Son écriture entremêlant des itinéraires hérite d’Altman mais, au fond, l’attention reste plus stimulée par l’abondance de technologies futuristes évoquant miroir noirainsi que l’impressionnant Who’s Who du générique et le frisson anxiogène de la saveur fin du monde de chaque épisode.
“Extrapolations” est basé sur des travaux scientifiques comme “Contagion”.Scott Z. Burns
“J’ai toujours été influencé par George Orwell”, explique le Point pop Scott Z. Burns », et Orwell a dit que tout art est politique. J’assume de prendre position dans Extrapolationsqui est basé sur des travaux scientifiques tout comme Contagion. Nous avons parcouru les rapports annuels du GIEC et discuté longuement avec les spécialistes concernés pour décrire les effets futurs du changement climatique, de la montée du niveau de la mer à l’extinction des espèces ».
---Un fardeau politique un peu lourd
Gadget promotionnel ou initiative sincère, la production a créé un site internet lié à la série et destiné à sensibiliser le public aux enjeux climatiques, avec l’aide de diverses ONG internationales (le WWF, le Conseil pour la Défense des Ressources Naturelles ou NRDC, le réseau Jour de la Terre…).
Par l’intermédiaire de l’industriel Nic Bilton (Kit Harington), qui exploite le changement climatique et l’extinction des baleines à bosse à son profit, Extrapolations délivre une charge politique un peu lourde.

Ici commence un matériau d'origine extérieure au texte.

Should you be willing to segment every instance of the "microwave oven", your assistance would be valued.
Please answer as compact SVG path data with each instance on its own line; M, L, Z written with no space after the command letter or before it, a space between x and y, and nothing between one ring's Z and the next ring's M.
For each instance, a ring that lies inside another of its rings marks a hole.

Mais Scott Z. Burns, qui a également produit le documentaire Une vérité qui dérangeavec Al Gore, en 2006, nie tomber dans l’anticapitalisme primaire.
LIRE AUSSI“Don’t Look Up: Cosmic Denial”: le cadeau de Noël de Netflix « Le capitalisme est autant responsable du changement climatique que des solutions qui y sont apportées. La question posée par la série est : pouvons-nous obliger le marché à développer des solutions climatiques innovantes et à les distribuer équitablement ? Ou permettons-nous à cette version colonialiste extractive du capitalisme de continuer ? Nous sommes heureux qu’Apple nous ait laissé explorer ce thème dans une série. »
Et Dorothy Fortenberry d’ajouter : « Nous avons scrupuleusement écrit une série où il n’est pas trop tard pour agir contre le changement climatique, où des choix sont encore possibles. Les technologies existent. Notre vœu le plus cher est que, dans vingt ans, le public regarde Extrapolations pensant que nous avions grandement exagéré nos prédictions. C’est aussi le nôtre.
Extrapolations, de Scott Z. Burns (8 x 50′). Dès le 17 mars sur Apple TV+.